The nephropathy of non-insulin-dependent diabetes: predictors of outcome relative to diverse patterns of renal injury.

P Ruggenenti1, V Gambara, A Perna, T Bertani, G Remuzzi.   

Abstract

Nephropathy of non-insulin-dependent diabetes mellitus (NIDDM) is the most common cause of end-stage renal failure (ESRF) in Western countries. This study investigates the clinical and histologic putative predictors of disease progression, with the final goal to identify patients at risk who may benefit from early diagnosis and intervention. It examines by repeated measurements of BP, blood glucose, serum creatinine, and urinary protein excretion rate 65 consecutive NIDDM patients with clinical, persistent proteinuria and biopsy-documented typical diabetic glomerulopathy (class I; n = 30), predominant nephroangiosclerosis (class II; n = 23), or nondiabetic type glomerulopathy (class III; n = 12), whose severity of renal tissue involvement was precisely quantified by a global histologic score. Baseline parameters and progression to renal end points, i.e., doubling of baseline serum creatinine, dialysis, or transplantation, were univariately and multivariately correlated by proportional hazards regression models. The median kidney survival time in the overall study population was 3.07 yr. Thirty-seven percent of patients reached an end point during a median (range) follow-up of 1.8 yr (0.4 to 5.7 yr). By univariate and multivariate analysis, kidney survival significantly correlated with baseline urinary protein excretion rate (P = 0.04 and P = 0.04, respectively) and renal tissue injury score (P = 0.0001 and P = 0.02, respectively), but not with the histologic classes. Patients with a urinary protein excretion rate < or = 2 g/24 h, or > 2 g/24 h with a histologic score < 7, never reached an end point. All patients with urinary protein excretion > 2 g/24 h and a histologic score > 13 progressed to ESRF over a median of 1.6 yr.

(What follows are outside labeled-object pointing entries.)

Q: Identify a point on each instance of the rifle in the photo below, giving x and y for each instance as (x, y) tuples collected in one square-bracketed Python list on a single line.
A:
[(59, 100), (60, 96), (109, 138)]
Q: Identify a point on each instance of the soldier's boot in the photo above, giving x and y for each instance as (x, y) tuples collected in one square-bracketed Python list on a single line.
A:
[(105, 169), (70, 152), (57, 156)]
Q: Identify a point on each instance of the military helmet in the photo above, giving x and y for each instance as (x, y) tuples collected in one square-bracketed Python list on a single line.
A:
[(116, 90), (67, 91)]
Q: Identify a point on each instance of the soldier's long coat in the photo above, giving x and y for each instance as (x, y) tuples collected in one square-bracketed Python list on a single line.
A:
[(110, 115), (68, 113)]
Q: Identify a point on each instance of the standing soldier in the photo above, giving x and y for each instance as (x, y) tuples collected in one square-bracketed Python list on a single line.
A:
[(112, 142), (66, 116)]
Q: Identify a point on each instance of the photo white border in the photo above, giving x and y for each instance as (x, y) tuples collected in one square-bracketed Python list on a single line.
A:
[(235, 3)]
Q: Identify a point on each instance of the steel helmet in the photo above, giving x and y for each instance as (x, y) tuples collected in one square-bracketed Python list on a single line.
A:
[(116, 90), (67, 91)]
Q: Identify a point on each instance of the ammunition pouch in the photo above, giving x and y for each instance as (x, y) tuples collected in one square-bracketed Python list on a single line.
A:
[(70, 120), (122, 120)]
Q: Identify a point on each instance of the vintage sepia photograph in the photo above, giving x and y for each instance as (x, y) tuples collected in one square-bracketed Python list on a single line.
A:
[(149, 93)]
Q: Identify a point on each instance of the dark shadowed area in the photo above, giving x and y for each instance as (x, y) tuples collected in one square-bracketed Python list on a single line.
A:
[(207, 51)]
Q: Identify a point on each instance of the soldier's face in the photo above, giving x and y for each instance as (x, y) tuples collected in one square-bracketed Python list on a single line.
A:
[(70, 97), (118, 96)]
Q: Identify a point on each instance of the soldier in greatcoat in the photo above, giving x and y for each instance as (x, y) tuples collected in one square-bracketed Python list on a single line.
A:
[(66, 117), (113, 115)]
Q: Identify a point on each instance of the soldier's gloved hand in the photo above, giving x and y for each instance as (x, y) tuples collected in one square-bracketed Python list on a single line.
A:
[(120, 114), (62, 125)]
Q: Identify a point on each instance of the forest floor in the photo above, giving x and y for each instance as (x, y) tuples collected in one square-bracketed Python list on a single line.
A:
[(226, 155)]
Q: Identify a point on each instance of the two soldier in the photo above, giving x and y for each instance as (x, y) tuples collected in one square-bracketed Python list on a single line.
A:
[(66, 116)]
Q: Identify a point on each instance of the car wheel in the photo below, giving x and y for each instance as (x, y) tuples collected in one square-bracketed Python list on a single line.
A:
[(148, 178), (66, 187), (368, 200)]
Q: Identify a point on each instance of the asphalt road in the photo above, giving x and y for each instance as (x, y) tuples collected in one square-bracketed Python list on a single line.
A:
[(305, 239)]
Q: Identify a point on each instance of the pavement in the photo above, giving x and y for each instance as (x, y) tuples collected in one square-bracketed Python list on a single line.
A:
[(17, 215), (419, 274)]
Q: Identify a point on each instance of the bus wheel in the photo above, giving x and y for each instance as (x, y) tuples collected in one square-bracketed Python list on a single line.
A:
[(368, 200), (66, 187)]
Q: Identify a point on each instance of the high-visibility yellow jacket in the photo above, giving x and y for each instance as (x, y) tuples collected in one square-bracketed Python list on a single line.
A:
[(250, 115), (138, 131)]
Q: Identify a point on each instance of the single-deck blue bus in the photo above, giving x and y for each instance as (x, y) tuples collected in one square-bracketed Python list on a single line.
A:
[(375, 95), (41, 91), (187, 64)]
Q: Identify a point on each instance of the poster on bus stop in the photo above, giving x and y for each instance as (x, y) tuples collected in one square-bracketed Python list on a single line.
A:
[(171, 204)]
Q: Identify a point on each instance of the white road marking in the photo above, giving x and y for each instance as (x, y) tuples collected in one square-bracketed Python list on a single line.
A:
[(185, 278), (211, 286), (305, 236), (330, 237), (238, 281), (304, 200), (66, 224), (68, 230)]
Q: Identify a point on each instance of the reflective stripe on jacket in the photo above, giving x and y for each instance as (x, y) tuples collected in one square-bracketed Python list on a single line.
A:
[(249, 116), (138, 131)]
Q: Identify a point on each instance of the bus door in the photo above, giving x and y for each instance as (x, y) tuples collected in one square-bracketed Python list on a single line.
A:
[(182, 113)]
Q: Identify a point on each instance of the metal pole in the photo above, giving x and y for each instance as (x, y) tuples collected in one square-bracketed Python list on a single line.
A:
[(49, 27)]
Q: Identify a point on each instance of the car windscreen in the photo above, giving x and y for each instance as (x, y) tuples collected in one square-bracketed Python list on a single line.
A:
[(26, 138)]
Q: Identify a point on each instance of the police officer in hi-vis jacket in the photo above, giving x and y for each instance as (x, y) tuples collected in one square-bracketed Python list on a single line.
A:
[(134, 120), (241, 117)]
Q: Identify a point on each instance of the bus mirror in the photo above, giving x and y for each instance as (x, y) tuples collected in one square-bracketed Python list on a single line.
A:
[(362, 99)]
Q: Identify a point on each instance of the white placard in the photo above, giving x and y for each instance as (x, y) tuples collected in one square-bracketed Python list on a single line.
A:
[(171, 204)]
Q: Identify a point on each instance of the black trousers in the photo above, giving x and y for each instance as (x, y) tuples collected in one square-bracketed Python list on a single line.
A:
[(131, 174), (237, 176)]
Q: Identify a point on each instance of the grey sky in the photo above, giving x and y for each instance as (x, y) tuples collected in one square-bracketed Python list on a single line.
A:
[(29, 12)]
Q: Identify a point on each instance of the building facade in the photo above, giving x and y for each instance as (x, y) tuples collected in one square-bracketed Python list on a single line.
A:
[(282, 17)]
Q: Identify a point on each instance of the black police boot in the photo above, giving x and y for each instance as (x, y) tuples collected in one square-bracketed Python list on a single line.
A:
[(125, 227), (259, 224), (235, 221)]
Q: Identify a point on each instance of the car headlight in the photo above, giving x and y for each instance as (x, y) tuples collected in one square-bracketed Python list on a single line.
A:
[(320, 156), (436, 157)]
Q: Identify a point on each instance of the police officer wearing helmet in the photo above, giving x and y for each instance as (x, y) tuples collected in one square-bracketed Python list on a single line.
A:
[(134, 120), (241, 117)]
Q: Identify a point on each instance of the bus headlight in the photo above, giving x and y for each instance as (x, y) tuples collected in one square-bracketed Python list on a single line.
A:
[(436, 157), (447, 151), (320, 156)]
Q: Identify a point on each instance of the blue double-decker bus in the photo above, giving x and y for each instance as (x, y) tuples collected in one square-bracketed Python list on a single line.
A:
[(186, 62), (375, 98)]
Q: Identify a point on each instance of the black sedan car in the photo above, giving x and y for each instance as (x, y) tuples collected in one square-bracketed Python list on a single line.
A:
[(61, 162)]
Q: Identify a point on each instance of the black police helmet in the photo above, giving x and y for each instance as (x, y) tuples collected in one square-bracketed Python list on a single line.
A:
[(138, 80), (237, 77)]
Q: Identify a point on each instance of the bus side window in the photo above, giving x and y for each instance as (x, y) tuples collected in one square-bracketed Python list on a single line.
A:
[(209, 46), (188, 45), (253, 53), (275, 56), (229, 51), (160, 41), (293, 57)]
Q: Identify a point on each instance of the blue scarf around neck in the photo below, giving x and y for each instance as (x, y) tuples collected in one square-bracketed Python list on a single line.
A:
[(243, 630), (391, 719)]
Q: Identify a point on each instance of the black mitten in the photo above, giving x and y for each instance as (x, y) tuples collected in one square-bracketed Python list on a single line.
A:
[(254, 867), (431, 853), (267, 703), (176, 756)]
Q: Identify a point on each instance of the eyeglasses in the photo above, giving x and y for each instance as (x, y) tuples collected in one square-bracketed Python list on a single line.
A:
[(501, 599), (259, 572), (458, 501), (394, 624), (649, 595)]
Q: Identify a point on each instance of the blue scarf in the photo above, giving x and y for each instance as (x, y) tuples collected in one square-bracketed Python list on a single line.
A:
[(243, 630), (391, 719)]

No differences in other baseline parameters or in BP and diabetes control during follow-up accounted for these different outcomes. In NIDDM as well as in nondiabetic chronic renal disease, quantification of urinary protein excretion rate--independent of the pattern of underlying glomerular involvement--reliably discriminates progressors from nonprogressors and, combined with precise quantification of renal tissue injury, reliably predicts risk of ESRF. This information may be used to set guidelines for early diagnosis and appropriate intervention to reduce the number of diabetic patients who will need renal replacement therapy in years to come.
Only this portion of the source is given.